10. Recognize them. When people exceed your expectations, take notice. Not everyone acts like they want recognition, but most do. I spoke to an extremely smart, capable, successful junior executive yesterday about recognition. He shared that he didn’t get much recognition from his parents, and he wished he had. He learned to be independent and charge forward without it. So, he doesn’t seek it out; but in his heart, he wishes there was more it.

11. Lead them to learning. In case you’ve been living in a hole, workers today care more about learning than status. As Daniel Pink points out, mastery is a motivator. Besides, in today’s world, workers know that all they have when they leave a job is what they have learned and can take to the next job. And if you don’t help them learn, they will leave faster.

 

Leadership and learning are indispensable to each other.” – John F. Kennedy

 

12. Encourage your team. Leaders are in front. They are the ones who are looking ahead and who have the extra job of encouraging their members that the goal far ahead is doable. I witnessed a leader recently who tried to encourage people by pointing out the problems and gaps. This works to a point. Eventually, though, the team gets frustrated because they don’t feel encouraged. Use your time and words to encourage your team by pointing out the progress and how “we” will fill the gaps.
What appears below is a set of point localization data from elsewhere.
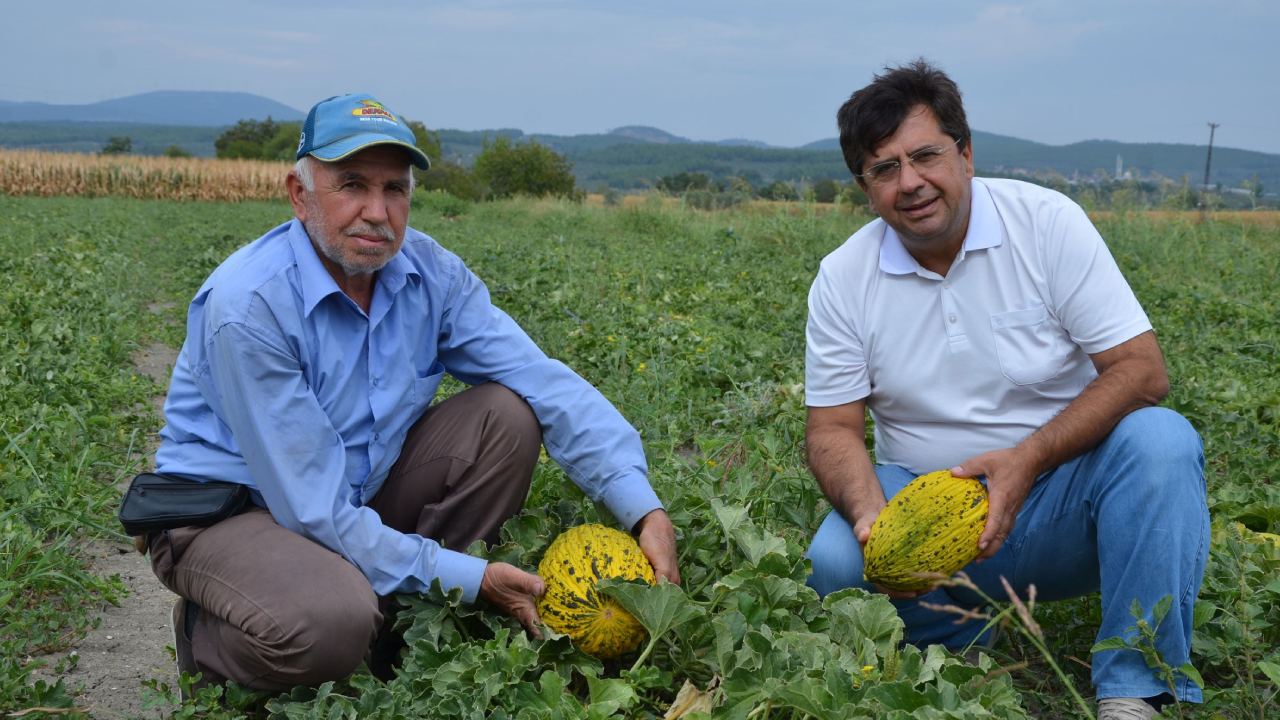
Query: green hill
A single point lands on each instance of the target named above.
(636, 156)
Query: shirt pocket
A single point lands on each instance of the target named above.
(1029, 346)
(425, 387)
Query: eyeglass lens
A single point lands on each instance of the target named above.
(923, 159)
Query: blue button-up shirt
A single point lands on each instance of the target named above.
(287, 386)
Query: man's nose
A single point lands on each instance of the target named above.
(374, 209)
(908, 178)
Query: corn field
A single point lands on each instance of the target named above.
(30, 172)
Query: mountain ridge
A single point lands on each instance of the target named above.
(160, 108)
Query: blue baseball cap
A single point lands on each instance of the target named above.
(344, 124)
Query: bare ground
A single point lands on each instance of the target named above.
(129, 646)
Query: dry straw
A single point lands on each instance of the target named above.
(28, 172)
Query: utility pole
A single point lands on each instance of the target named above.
(1208, 160)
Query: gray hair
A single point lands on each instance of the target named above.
(305, 169)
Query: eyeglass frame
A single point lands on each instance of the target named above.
(910, 159)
13. When they fail. Applaud them. Congratulate them on taking a risk. Help them pick themselves up. Help them understand what they learned from it. Then move on. Isn’t that what unconditional love is?

 

“Do not judge me by my successes, judge me by how many times I fell down and got back up again. Nelson Mandela

 

14. If you love them, set them free. If you do all of the above and things are not working out, and it’s clear that their job or your company isn’t a good fit, then do as Sting sang and set them free. Help them find a new job within your company or somewhere else. What good is a team member who isn’t succeeding, isn’t happy, and isn’t growing. True love lets people be who they need to be.

Doing only one of these things will put your team in good shape to succeed. Doing several will accelerate success. Doing them all will be team bliss. But even more, these 14 actions will create an engaged, trusting team ready to conquer whatever you put in front of them.